Wednesday, February 5, 2020

I SIT IN WONDER

It is still winter as I write this.  A couple of days before, we had a high temperature of 83 degrees.  As warm as that was, it wasn't a record.  It only took a couple of days and here we are back again at 32 degrees.  Every once in a while I spy a big, bushy, grey squirrel bounding from limb to limb of the trees along our fence line.  Every so often I'll hear a sparrow chirp, or see one flitter down from the telephone wires.  I have slowed down enough in my life that I can spend time appreciating the wonder of life all around me. The beauty of it all takes my breath away. 
From the time I was a child I've loved the way things work. Shopping cart wheels were mysteries to me as a toddler.  The ocean, cars, sunsets, and almost everything about life amazed me.  When my mother bought me a set of encyclopedias at six years old, I spent hours looking at the pictures, and then spent even more hours reading them once I could read.  Nothing was safe from my wonder!  Cereal boxes, peanut butter jar labels, magazines, artwork, photographs, sculpture, a thousand other things that I can't even begin to list. The wonder of chemistry, particle physics, combustion engines, cranes, watches, filled my moments with a hunger for the next discovery.  How does it work, what makes it move, why does it melt, why does it burn?  Every question pushed me deeper and deeper into wonder.  When I turned 13 we got a horse, and I used to sit for hours watching it move around in the corral. 
Still, of all of this that we have before us, the wonder of God abides longer, and to this day, He still causes my heart to race when I sit in wonder of all that I know He has done.  Because of my love of science, I've had moments where I questioned, and even doubted His existence.  I would be a liar if I didn't admit it.  Then I would read an article about how fragile this little planet is, or how precarious our existence upon it is, and realize that this mortal plane wasn't an accident. Whether you are an 'old earther' or 'young earther,' the same truth is that God molded, shaped, and formed this planet to sustain us.  There is a Jewish statement that goes something like; This world was made for me.  From the smallest speck of single cell life, to the giant blue whales swimming in the ocean, this world exists because of His design. 
Whenever I see pictures of the far-flung galaxies, and the brilliance of their fine balance, I can only sit quietly in wonder.  Pictures from the Hubble Space Telescope don't dissuade me of God's handwork, instead I find myself in breathless wonder as I see the beauty spread out before me.  BUT, more than that, I sit in wonder of the human minds that dreamed of that beautiful gleaming instrument and launched it into orbit.  Did they expect to see what they saw?  Then when they found out it had a flaw in it, they were able to repair it while it orbited our tiny blue planet spinning gracefully in orbit around the sun.  No other species on this planet has done this.  Ever!!!!!  I actually get angry at these shows that try and prove aliens gave us the technology we have.  As if an alien species who could travel across the vastness of outer space would not set up shop and live here.  Please!!!!   WE WOULD!

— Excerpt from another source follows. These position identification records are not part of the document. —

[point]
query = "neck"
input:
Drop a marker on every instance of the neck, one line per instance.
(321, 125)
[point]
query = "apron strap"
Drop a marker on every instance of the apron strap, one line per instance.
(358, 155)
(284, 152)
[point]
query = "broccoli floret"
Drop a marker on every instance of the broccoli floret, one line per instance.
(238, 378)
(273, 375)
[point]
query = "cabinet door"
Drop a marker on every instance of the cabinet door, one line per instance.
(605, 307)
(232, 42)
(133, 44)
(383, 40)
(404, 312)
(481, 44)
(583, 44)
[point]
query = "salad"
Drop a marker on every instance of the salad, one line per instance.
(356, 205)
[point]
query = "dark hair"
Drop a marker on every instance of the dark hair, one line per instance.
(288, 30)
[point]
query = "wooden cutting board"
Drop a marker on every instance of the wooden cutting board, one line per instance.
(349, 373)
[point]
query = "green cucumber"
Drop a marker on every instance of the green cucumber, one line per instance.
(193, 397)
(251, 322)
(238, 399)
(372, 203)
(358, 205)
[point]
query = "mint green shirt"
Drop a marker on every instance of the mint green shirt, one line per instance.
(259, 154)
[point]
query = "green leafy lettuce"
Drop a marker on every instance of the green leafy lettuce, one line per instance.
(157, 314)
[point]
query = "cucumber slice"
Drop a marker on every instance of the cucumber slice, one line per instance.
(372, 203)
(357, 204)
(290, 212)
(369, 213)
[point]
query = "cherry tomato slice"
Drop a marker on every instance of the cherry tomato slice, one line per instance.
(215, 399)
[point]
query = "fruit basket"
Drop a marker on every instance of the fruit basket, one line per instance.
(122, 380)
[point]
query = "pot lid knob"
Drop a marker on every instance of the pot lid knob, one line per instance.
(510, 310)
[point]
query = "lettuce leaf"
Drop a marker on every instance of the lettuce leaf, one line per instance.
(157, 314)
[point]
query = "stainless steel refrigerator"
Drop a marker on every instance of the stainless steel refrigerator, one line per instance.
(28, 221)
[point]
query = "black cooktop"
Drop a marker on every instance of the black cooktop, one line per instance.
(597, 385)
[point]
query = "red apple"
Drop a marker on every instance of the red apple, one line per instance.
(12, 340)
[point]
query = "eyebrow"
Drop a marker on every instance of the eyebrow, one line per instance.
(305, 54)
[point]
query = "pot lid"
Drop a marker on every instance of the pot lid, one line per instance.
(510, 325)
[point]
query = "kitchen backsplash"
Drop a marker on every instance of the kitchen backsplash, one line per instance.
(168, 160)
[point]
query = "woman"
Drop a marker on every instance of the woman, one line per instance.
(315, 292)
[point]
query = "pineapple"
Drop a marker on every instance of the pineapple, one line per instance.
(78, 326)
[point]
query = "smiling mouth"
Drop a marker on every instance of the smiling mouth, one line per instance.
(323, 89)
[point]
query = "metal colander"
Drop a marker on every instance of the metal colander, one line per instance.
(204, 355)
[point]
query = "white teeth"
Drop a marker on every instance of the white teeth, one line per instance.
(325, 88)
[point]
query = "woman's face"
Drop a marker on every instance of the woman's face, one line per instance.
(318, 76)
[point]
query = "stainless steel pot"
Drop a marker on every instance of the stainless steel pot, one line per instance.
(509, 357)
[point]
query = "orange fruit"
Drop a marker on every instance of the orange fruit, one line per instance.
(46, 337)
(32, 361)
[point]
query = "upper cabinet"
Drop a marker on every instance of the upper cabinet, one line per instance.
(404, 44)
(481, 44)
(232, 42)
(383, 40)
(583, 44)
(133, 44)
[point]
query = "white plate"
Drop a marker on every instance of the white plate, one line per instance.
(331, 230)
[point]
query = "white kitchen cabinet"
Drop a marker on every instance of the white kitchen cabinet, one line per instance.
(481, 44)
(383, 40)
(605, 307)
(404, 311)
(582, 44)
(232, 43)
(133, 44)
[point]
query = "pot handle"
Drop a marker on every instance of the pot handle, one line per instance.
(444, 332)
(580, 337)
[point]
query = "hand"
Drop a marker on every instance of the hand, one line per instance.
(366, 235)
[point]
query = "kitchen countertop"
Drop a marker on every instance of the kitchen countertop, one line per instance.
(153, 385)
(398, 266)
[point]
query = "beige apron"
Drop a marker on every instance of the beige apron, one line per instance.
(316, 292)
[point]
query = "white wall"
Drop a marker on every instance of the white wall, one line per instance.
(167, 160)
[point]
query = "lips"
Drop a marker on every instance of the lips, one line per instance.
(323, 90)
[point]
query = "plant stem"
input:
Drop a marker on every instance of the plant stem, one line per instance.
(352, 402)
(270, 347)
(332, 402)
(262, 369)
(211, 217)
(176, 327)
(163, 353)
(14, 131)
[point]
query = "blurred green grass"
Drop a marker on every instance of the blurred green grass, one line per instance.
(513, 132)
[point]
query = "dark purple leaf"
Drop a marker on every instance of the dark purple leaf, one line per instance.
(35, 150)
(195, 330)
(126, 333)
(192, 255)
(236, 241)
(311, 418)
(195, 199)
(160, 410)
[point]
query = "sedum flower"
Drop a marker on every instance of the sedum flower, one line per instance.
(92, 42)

I sit in wonder when I hear a musical instrument played with the skill and precision only a master musician can produce.  I can still be moved to tears by philharmonic orchestras, and be swept away by a good choir.  I can be brought to joyous celebration by the masterful music of a good rock band. Don't even get me talking about Celtic music sung by an amazing soprano, or tenor. 
I sit in wonder as I sit alongside a babbling brook, or the whoosh of a waterfall.  The things and places I've been in my life are memories I can visit anytime I want to. 
As I close in on the exit door of my life, I am thankful for the wonder that God has allowed me to enjoy.  Nothing can compare to the feeling of holding my wife's hand as we walk from the car to wherever we are going. That one simple act has the power to calm my spirit, and make my heart race at the same time.  Cuddling up to her on a cold winter night and hearing her breathing slow as she falls to sleep is still amazing to me. 
Throughout my time in the Air Force I never grew tired of seeing huge aircraft lifting off from the runway into the clear blue sky.  I've watched rockets and missiles launched into space, seen huge cargo ships making way through ports as I wondered how all this metal stayed afloat. 
I sit in wonder at how my hands type these words from my brain to this computer monitor, and from that to a piece of paper.  I am amazed at how these words mean something to someone else who may read them. 
You see, I believe in God.  I sit in wonder at all He has created.  Every dance of color, every hope, every dream, every imagination is formed in me because of his creative power.